Connecting the Clouds attempts the broadest possible coverage of connectivity from pre-regulation to deregulation and back to re-regulation. My zigzag approach is intended to be chronological, but because the Internet has impacted on almost every area of our society, I have at times digressed in my weaving to explore the evolution of each sector. Each chapter swelled with ridiculous amounts of information and research before being culled, cut, and distilled back to a palatable and hopefully, informed, dialogue.

While I have tried to remain a passionate but independent observer, the facts kept telling me this was no time for a soft sell. An important history needed to told as it unfolded, a story that touches all of our lives, whether were technically literate or not; the story of how the Land of the Long White Cloud got connected across its own geography and beyond the tyranny of distance out to the wide world.

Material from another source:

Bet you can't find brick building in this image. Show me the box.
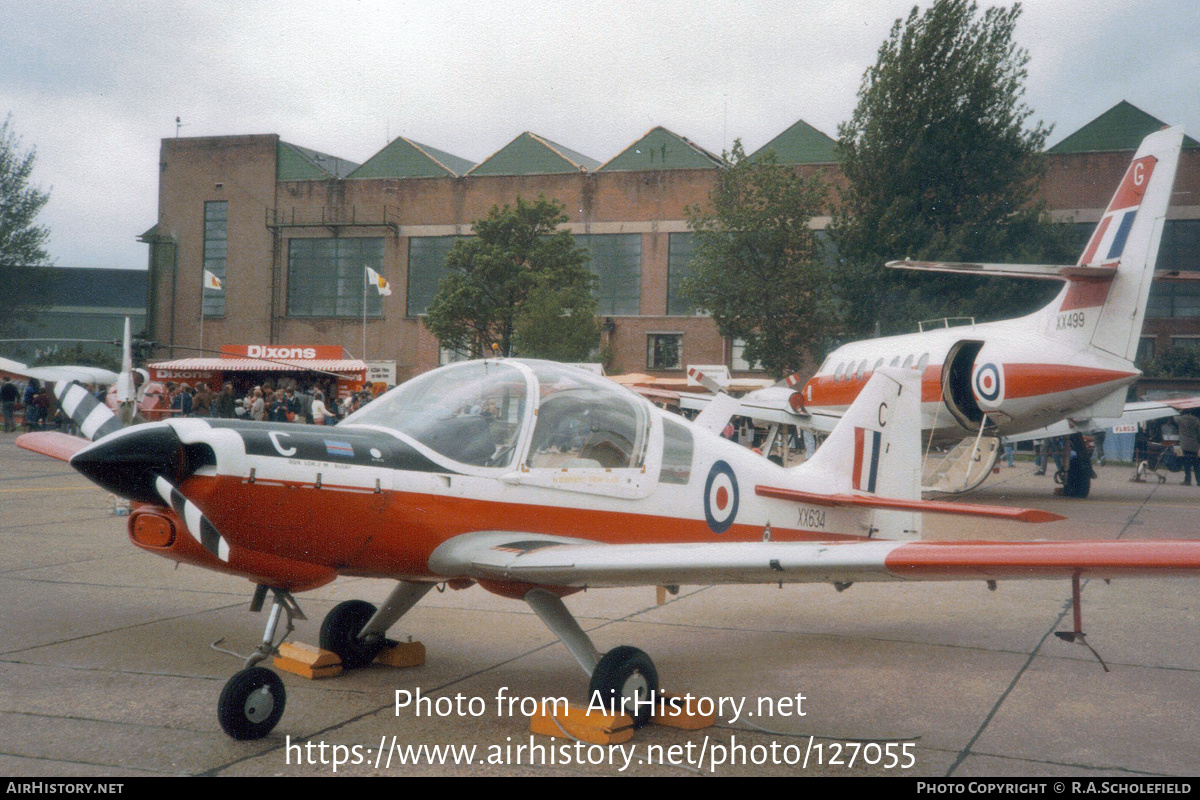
[142,103,1200,380]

Through my IT-writing career and in piecing this book together I kept wondering, how it was possible for a former government-owned telecommunications monopoly to become so blatantly obstructive in impeding this nations advancement? How could various governments hold so many talkfests and commission so many reports, yet so flippantly disregard the long-term impact of technology? How was it that the first nation to deregulate the telecommunications and broadcasting environments could get it so wrong? In Connecting the Clouds, I got to explore that thinking in depth.

Making headway in the connected world was left to a handful of pioneering technical gurus in our research, science, and academic institutions who made quiet history learning on the job, often operating way beyond their job descriptions. With no government support they cobbled together a number 8 wire most popular psychic solution to ensure New Zealand became the first nation in the Asia-Pacific region to have a full connection into the US-based Internet backbone. They then set about creating a fledgling nationwide network that forever set the pace for not only public sector but private sector Internet access.

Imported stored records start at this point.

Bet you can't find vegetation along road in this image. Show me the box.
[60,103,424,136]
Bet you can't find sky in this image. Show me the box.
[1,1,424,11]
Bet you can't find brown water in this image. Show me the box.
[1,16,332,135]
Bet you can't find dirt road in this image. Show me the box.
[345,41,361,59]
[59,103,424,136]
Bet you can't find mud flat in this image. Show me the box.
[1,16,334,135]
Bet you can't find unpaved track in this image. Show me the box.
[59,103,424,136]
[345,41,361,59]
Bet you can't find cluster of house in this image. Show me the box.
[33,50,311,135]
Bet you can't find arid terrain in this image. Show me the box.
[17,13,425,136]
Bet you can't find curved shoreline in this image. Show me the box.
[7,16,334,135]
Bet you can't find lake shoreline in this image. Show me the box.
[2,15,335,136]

The Internet is at the heart of the most significant and rapid powershifts in history, opening the way for a new age of creativity, free thinking and collaboration. It redefines everything it comes into contact with challenging old ways of doing things, breaking down geographical, social, cultural, political, and business barriers. Just as the printing press and the Reformation took the Bible from the hands of the pope and a few priests who claimed to speak for God, so the Internet takes every form of knowledge, arcane and otherwise, to the streets and opens the doors on free and open communication that defies distance and dogma. Never before have like-minded people had such an opportunity to find each other.

Connecting the Clouds is dedicated to the pioneers who brought us the Internet and the ISPs and technical innovators who helped transform it into what it is becoming today; to the persistence of the radical thinkers, entrepreneurs, and visionaries who caught the technology tidal wave and learned to surf it before most of us had even heard of broadband. A double dedication to the dedicated ones who are still there after many frustrating years, still trying to shed light on the path weve yet to tread.